TheThingsNetwork / arduino-device-lib

Arduino Library for TTN Devices
MIT License
206 stars 96 forks source link

Implement error handling/timeout on readLine from LoRa module #242

Open savnik opened 5 years ago

savnik commented 5 years ago

I sometimes experience that the LoRa module(RN2483) does not send anything back after a sendBytes. The current implementation will wait forever until a return signal is send. This will result in deadlock unless a WDT is externally used. On many MCU's the WDT will have less than 8s count which is not always enough for a message to send.

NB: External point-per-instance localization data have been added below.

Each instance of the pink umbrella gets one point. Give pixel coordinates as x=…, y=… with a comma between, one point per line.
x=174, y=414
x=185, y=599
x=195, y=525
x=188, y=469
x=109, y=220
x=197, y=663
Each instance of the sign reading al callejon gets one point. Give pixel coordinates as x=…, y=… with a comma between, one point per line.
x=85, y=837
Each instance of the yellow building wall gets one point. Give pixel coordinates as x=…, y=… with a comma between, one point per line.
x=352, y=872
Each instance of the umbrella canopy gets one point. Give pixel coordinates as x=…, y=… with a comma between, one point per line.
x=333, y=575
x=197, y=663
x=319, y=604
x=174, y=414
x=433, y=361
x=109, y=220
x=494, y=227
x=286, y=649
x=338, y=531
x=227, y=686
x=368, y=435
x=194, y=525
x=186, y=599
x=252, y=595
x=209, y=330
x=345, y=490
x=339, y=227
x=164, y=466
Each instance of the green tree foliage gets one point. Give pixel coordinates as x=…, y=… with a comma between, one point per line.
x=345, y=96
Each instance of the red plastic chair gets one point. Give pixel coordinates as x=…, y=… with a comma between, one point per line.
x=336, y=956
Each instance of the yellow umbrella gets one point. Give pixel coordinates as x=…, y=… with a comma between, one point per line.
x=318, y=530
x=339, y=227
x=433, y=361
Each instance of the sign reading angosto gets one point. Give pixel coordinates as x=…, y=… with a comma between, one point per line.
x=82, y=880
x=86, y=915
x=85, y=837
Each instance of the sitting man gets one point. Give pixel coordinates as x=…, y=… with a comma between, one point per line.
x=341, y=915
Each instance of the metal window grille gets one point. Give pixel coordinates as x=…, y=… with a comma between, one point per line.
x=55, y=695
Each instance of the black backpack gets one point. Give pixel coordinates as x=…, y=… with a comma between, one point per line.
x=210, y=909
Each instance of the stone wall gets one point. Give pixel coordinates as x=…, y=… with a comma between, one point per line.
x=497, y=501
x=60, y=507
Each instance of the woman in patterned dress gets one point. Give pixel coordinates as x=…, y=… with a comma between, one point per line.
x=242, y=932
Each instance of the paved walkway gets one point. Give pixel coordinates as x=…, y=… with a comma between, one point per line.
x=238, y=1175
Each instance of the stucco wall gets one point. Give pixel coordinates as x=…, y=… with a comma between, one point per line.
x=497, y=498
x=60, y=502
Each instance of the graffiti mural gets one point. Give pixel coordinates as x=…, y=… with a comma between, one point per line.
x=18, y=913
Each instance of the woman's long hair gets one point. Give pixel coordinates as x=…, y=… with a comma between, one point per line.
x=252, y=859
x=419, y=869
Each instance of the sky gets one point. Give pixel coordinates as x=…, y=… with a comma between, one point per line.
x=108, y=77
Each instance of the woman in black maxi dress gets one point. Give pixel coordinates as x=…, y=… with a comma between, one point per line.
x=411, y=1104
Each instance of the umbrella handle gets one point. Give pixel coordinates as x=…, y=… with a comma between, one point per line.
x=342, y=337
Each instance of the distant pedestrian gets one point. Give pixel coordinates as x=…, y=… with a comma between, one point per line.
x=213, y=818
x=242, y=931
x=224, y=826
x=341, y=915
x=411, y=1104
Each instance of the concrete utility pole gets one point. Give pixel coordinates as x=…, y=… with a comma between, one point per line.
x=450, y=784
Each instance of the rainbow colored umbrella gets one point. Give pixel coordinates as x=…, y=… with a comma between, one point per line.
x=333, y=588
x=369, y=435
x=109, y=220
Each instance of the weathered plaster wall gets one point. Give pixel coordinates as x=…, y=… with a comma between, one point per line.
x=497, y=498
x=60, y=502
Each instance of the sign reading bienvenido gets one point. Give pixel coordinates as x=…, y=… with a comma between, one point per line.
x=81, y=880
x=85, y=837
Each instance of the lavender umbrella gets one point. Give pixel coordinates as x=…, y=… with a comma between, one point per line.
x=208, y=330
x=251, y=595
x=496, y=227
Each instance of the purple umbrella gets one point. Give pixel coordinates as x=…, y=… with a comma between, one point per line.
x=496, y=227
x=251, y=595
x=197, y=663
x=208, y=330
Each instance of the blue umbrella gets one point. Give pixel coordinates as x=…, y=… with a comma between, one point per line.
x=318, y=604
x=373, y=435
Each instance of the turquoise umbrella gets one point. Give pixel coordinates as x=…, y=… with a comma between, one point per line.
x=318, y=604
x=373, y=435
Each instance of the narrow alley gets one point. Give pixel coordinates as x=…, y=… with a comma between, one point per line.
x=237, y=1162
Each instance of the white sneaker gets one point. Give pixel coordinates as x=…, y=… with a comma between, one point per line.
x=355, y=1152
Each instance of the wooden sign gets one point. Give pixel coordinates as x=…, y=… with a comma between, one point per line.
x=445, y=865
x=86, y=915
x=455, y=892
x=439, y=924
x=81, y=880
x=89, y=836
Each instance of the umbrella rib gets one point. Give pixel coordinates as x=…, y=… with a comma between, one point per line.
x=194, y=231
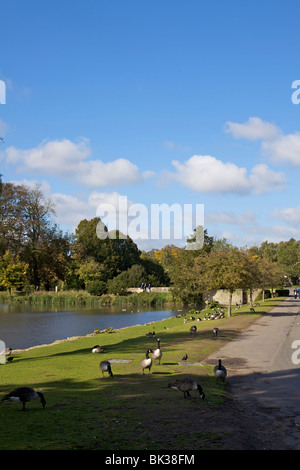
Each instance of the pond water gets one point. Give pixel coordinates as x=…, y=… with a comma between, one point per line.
x=24, y=326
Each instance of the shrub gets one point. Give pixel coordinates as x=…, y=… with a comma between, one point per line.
x=97, y=288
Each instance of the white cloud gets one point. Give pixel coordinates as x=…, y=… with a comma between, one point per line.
x=3, y=128
x=66, y=159
x=290, y=215
x=207, y=174
x=254, y=129
x=278, y=147
x=229, y=218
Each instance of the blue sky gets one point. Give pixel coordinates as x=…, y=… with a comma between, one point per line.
x=176, y=102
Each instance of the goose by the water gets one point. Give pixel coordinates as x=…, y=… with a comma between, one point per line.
x=106, y=367
x=146, y=362
x=23, y=395
x=151, y=335
x=98, y=349
x=220, y=371
x=157, y=354
x=186, y=385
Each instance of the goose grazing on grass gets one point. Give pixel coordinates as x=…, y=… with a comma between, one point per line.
x=157, y=354
x=23, y=395
x=151, y=335
x=186, y=385
x=106, y=367
x=146, y=362
x=220, y=371
x=98, y=349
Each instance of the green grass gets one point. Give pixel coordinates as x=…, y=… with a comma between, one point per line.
x=86, y=411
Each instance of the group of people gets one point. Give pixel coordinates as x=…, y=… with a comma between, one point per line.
x=144, y=287
x=297, y=293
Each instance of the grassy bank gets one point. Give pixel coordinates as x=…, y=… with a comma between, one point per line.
x=86, y=411
x=84, y=298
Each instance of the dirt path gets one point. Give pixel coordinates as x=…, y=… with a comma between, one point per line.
x=262, y=411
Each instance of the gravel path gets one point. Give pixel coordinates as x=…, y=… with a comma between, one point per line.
x=264, y=381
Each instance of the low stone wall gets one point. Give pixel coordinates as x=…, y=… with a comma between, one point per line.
x=239, y=297
x=153, y=289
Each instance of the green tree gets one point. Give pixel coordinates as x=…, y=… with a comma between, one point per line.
x=12, y=272
x=226, y=269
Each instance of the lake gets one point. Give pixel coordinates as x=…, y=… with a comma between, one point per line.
x=23, y=326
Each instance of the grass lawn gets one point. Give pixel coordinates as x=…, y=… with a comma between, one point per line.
x=130, y=411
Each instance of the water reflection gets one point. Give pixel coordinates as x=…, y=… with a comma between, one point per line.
x=25, y=325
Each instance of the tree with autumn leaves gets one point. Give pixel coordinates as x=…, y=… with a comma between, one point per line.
x=222, y=266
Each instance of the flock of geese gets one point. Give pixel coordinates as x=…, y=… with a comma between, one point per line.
x=185, y=385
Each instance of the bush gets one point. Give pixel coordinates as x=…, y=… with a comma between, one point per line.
x=97, y=288
x=282, y=292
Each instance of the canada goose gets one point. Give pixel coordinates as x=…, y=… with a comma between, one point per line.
x=23, y=395
x=98, y=349
x=186, y=385
x=146, y=362
x=106, y=367
x=157, y=354
x=220, y=371
x=151, y=335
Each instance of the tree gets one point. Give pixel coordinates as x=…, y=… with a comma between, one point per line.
x=27, y=230
x=12, y=272
x=271, y=275
x=116, y=252
x=226, y=269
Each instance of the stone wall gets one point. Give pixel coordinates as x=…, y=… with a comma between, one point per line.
x=153, y=289
x=239, y=297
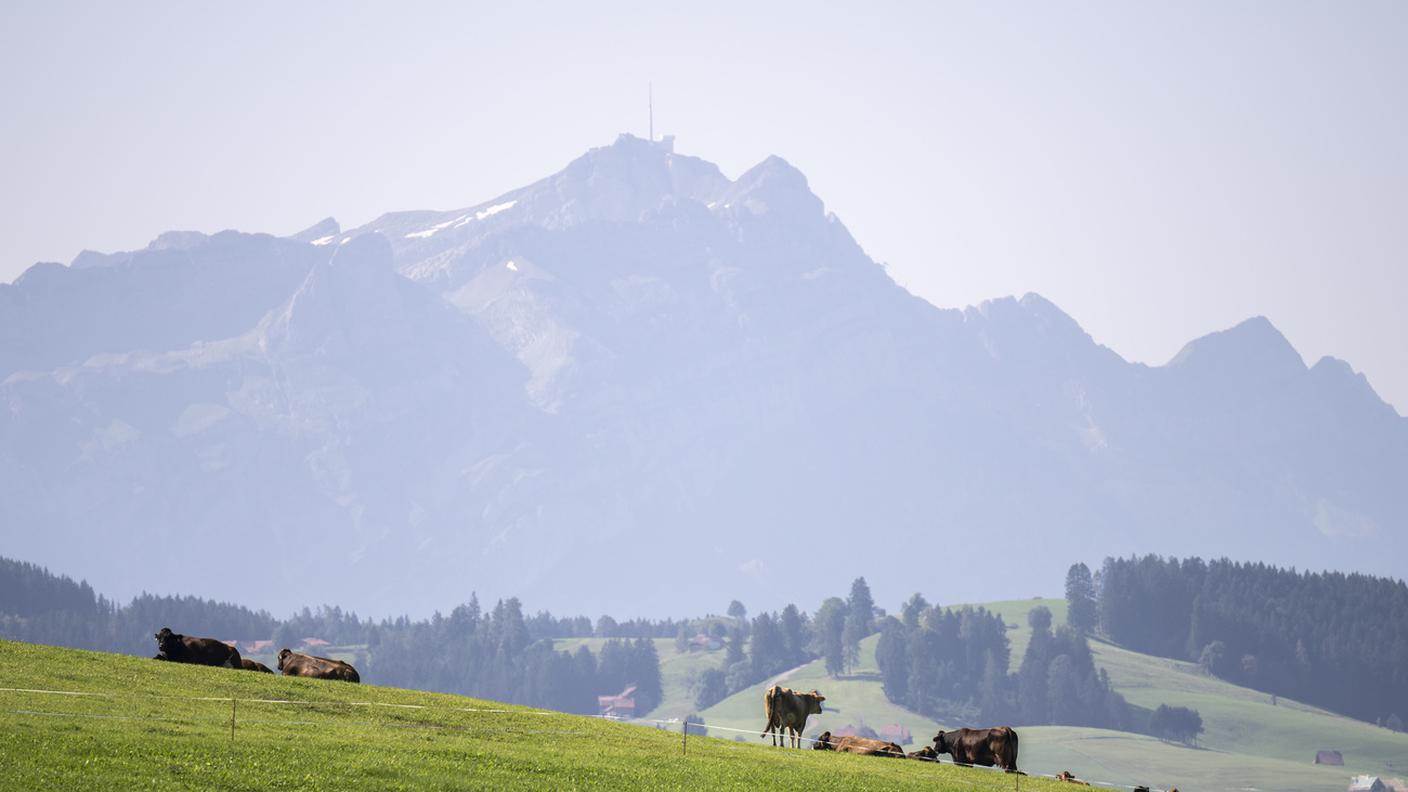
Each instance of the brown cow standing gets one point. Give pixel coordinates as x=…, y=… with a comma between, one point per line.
x=199, y=651
x=294, y=664
x=980, y=746
x=787, y=710
x=863, y=746
x=254, y=665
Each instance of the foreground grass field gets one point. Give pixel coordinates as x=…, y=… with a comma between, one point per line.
x=142, y=725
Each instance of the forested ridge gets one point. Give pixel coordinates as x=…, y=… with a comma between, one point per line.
x=1334, y=640
x=501, y=654
x=1329, y=639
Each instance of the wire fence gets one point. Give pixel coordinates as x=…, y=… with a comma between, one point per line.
x=406, y=709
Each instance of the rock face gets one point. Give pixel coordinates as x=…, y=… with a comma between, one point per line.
x=637, y=386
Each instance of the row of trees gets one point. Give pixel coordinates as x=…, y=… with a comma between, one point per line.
x=952, y=664
x=1334, y=640
x=773, y=643
x=496, y=656
x=500, y=654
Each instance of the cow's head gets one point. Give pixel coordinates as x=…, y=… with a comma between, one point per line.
x=165, y=640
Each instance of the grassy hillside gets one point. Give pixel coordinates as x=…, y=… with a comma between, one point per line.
x=677, y=672
x=145, y=727
x=1235, y=719
x=1248, y=741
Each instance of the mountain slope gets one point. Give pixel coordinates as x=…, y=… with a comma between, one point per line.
x=638, y=367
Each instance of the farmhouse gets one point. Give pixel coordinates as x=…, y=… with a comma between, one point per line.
x=1367, y=784
x=704, y=643
x=618, y=706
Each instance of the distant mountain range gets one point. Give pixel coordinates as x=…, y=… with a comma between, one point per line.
x=644, y=388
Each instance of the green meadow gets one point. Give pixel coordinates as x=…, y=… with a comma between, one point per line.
x=1248, y=743
x=148, y=725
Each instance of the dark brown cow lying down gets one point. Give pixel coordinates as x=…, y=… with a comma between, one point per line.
x=200, y=651
x=254, y=665
x=980, y=746
x=863, y=746
x=925, y=753
x=294, y=664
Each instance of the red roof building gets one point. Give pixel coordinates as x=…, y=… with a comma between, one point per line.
x=621, y=705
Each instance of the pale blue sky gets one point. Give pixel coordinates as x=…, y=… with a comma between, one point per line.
x=1156, y=171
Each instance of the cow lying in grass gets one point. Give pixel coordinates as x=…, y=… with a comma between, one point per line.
x=200, y=651
x=863, y=746
x=927, y=754
x=980, y=746
x=294, y=664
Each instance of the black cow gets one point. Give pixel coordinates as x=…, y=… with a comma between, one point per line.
x=980, y=746
x=199, y=651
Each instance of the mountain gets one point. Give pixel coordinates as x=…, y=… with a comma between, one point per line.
x=638, y=375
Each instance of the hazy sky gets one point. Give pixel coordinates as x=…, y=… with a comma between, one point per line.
x=1156, y=171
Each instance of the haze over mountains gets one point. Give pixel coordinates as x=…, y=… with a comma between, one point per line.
x=638, y=386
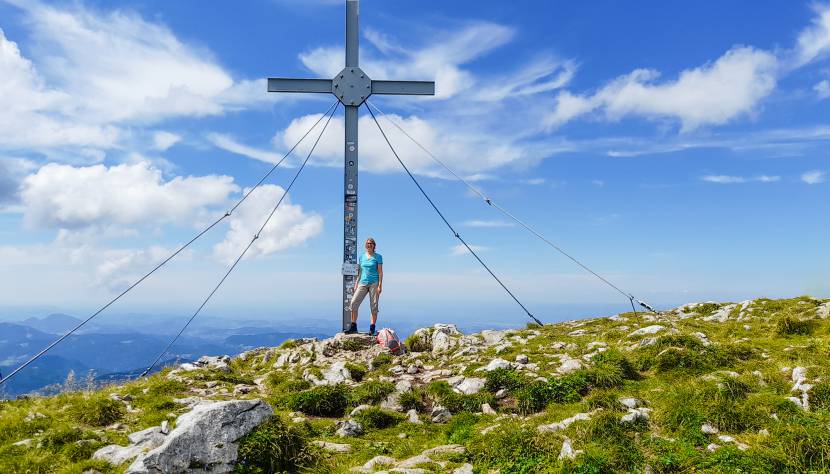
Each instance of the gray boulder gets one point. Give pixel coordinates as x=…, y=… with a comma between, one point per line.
x=204, y=439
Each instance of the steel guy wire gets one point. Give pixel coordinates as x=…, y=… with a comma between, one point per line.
x=166, y=260
x=248, y=247
x=504, y=211
x=456, y=234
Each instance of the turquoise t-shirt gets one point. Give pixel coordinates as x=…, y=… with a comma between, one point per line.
x=369, y=268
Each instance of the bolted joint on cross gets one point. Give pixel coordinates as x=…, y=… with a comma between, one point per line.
x=352, y=86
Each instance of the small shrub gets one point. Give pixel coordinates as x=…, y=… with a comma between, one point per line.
x=732, y=388
x=605, y=375
x=537, y=395
x=416, y=344
x=820, y=396
x=275, y=447
x=377, y=418
x=441, y=392
x=289, y=344
x=97, y=410
x=55, y=440
x=514, y=448
x=354, y=345
x=790, y=326
x=460, y=429
x=605, y=399
x=384, y=359
x=508, y=379
x=412, y=400
x=678, y=358
x=326, y=400
x=358, y=371
x=372, y=392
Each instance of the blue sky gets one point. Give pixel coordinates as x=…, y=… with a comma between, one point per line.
x=678, y=149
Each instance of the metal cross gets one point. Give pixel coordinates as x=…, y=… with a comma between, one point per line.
x=351, y=87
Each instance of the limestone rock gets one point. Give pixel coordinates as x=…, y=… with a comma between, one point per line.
x=470, y=386
x=635, y=414
x=214, y=363
x=465, y=469
x=629, y=402
x=204, y=437
x=348, y=428
x=337, y=373
x=569, y=365
x=440, y=414
x=567, y=451
x=653, y=329
x=497, y=363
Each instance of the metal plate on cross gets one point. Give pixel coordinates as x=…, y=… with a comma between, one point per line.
x=350, y=269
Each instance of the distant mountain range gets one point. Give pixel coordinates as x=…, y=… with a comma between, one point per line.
x=115, y=354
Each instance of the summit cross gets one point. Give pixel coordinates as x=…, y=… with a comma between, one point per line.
x=352, y=87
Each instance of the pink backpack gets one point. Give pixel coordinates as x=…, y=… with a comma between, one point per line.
x=388, y=339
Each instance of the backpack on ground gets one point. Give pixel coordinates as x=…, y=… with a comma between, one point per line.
x=388, y=339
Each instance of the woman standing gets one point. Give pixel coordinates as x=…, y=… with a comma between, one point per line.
x=369, y=280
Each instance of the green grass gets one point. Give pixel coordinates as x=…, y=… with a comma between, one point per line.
x=372, y=392
x=326, y=401
x=377, y=418
x=685, y=382
x=275, y=447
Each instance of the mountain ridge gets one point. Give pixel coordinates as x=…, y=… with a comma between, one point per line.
x=721, y=387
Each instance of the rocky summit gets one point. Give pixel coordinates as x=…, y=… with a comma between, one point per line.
x=713, y=387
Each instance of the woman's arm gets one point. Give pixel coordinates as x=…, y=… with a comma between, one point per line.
x=380, y=277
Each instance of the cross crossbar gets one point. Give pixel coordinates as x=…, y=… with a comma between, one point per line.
x=352, y=86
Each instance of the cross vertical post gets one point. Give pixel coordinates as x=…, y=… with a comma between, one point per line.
x=352, y=87
x=350, y=186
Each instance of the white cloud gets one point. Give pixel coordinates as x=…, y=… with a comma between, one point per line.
x=813, y=177
x=814, y=41
x=289, y=227
x=726, y=179
x=460, y=249
x=163, y=140
x=712, y=94
x=486, y=223
x=92, y=72
x=63, y=196
x=467, y=152
x=228, y=143
x=822, y=89
x=119, y=268
x=543, y=75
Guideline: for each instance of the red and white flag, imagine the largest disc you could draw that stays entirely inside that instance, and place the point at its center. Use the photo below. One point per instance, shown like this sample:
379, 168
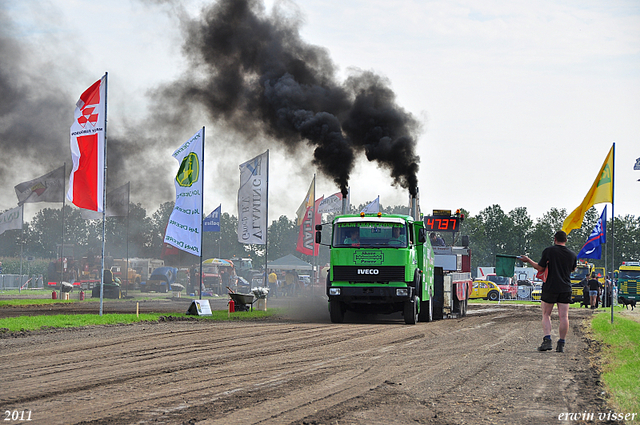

https://github.com/TheThingsNetwork/arduino-device-lib/blob/23c933f7c3434fb8fc32a46855e8376ce271feee/src/TheThingsNetwork.cpp#L360-L369

I propose that a timeout is implemented to handle if there is no response from RN2483 within reasonable time.

johanstokking commented 5 years ago

Yeah I am aware of this issue. It's not just a matter of adding the timeout, that's why it was never implemented, but I agree that a deadlock is not nice either. The problem is that if you return early, the library doesn't know the state of the RN module anymore. If the next command would work, the first response may be some previous response that's in a buffer, instead of the expected response. Also, the RN module should return a response all the time – otherwise I think there's an issue with the RN module.

In any case, it makes sense to put a timeout on the serial. If 0 is returned on readBytesUntil(), it means a timeout, according to the always scarce Arduino documentation. But then, the application needs to be informed, and it should result in resetting the RN module via its reset pin.

savnik commented 5 years ago

Yeah I see your point about returning too early. RN module as you say should work 100% of the time, however sometimes we see it locks up, not knowing why or what triggered it. I would agree that fixing the root cause would be the best solution, but unfortunately we cant access the raw firmware of the RN module to figure out what goes wrong. So then we though about how to handle this error.

You may argue that if the response time is over a certain value the RN module is likely in a faulty state.

If the function is returning a zero, as you suggest, it will give the application the possibility to handle the error which is an enhancement to now. Have you been working on such a solution already?

savnik commented 5 years ago

I see two approaches to handle the timeout.

  1. Using milis() to measure the time spend in the while loop.

    size_t TheThingsNetwork::readLine(char *buffer, size_t size, uint8_t timeout = 10000) // Default timeout vallue TBD
    {
    size_t read = 0;
    uint8_t start_time = milis();
    while (read == 0 && milis()-start_time<timeout)
    {
    read = modemStream->readBytesUntil('\n', buffer, size);
    }
    if(milis()-start_time<timeout)){ // If timeout is activated return 0 to inform the application
    return 0;
    }
    else{
    buffer[read - 1] = '\0'; // set \r to \0
    return read;
    }
    }
  2. Using modemStream timeout. This assumes that somewhere we set modemStream->setTimeout(x). Then if x = 1000, then we will achive approximately 10s timeout as in option 1.

    size_t TheThingsNetwork::readLine(char *buffer, size_t size, uint8_t attempts = 10) // Default timeout attempts TBD
    {
    size_t read = 0;
    while (read == 0 && attempts>0)
    {
    read = modemStream->readBytesUntil('\n', buffer, size);
    attempts--;
    }
    if(attempts<=0){ // If timeout attempts is activated return 0 to inform the application
    return 0;
    }
    else{
    buffer[read - 1] = '\0'; // set \r to \0
    return read;
    }
    }
johanstokking commented 5 years ago

I think we have to use a timeout, as readBytesUntil() should simply not return otherwise. To my understanding, the only reason for it to return 0 is on timeout.

The timeout could be set in the application sketch by the user, so that's why it's expecting and looping over 0 response now. I agree this is not nice.

Instead, I think we need to have some invalid state marker in the class, to inform the application that the RN module needs to be reset.

Can you work on a PR?

savnik commented 5 years ago

I have created a PR. Let me know your thoughts about it.